Table CH 5.1 of AS 2870 – 2011 (Image 3) gives a better understanding of severity and distance up to which soil suction changes can be experienced due to the presence of trees.
The tree effect score helps to determine the distance of soil suction changes from the drip line of the tree (Refer to Image 4). Soil suction changes lead to abnormal moisture conditions and instability in the soil.
The tree effect score (Image 3) determines the influence distances (TD1 and TD2) from the tree based on climatic zones and tree effect score (Image 3). Refer to Image 5 for TD1 and TD2 values for various climatic zones. However, the table in Image 5 is applicable for predominantly clayey sites.
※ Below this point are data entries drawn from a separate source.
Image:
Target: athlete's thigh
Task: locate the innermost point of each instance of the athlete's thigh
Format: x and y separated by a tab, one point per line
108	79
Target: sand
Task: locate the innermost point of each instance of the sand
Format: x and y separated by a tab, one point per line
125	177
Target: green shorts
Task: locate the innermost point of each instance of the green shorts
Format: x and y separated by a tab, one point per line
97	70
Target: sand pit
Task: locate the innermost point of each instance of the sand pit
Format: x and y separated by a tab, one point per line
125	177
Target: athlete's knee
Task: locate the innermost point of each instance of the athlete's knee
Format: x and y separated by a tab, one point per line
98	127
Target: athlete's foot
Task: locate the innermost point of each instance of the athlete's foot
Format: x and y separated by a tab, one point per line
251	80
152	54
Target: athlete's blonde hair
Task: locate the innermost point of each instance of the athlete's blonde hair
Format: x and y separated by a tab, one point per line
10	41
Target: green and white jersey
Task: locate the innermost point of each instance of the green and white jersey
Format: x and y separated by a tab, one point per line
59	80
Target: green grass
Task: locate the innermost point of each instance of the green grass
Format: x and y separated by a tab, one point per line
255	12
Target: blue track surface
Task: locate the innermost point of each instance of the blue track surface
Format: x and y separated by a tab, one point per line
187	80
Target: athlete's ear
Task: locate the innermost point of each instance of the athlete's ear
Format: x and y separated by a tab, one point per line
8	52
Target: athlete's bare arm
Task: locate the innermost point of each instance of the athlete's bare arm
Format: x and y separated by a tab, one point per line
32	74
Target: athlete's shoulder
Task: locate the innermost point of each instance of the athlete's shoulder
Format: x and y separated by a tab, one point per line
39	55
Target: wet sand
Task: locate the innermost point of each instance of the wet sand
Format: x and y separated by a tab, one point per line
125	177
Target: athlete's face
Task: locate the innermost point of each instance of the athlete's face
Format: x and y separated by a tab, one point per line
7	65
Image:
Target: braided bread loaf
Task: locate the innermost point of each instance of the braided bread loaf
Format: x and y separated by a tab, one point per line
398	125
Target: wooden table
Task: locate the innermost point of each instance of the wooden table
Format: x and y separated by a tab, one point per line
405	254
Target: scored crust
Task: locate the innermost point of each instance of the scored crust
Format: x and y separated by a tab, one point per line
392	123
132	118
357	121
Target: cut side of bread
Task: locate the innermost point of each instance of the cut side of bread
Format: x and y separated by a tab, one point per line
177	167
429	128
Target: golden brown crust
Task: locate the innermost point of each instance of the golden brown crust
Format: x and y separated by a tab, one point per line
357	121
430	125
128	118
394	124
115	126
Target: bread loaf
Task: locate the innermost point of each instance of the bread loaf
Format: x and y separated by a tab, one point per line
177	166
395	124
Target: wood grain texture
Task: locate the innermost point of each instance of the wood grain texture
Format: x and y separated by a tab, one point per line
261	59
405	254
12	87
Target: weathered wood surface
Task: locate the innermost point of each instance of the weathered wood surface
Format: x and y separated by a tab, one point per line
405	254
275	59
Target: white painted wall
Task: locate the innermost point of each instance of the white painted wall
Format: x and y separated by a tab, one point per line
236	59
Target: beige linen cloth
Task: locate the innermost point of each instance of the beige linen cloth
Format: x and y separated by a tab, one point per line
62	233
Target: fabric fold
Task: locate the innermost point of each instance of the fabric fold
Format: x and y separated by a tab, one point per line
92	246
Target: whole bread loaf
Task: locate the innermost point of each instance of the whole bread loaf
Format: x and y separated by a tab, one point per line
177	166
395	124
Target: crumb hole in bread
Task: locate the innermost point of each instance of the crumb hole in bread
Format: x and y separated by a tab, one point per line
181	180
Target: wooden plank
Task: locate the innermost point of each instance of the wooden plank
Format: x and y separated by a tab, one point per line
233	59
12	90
Image 6 represents the classification of climate zones
in and around Melbourne. These climate zones can be used for determining TD1 and TD2 distances (Image 5).
It is to be noted that the removal of the existing
tree can cause similar effects as those during the growth of a tree.
Let us consider an example to understand the soil suction changes due to a tree (indicated in red colour in Image 7) located in a property in Greensborough, Melbourne. Image 8 shows the size and extent of the tree observed during the site inspection.
The score for adverse conditions has been given ‘0’ based on the excerpt from clause CH5 of AS 2870 – 2011 (Image 10).
As none of the factors mentioned in the adverse conditions matches the condition of the property, the score for the adverse condition is taken as ‘0’.
Based on the tree effect score (Image 9) and location: Greensborough (Climate Zone 3: Refer to Image 11), TD1 and TD2 are taken 7 m (Refer to Image 12)
Hence, the influence area of the tree which is being discussed for soil suction changes is shown in Image 13.
It can be concluded from Image 13 that the soil suction changes due to the tree in the discussion can occur in the property and surrounding properties as well. Hence, this factor should be considered if any renovation or reconstruction work has to take place in these three properties.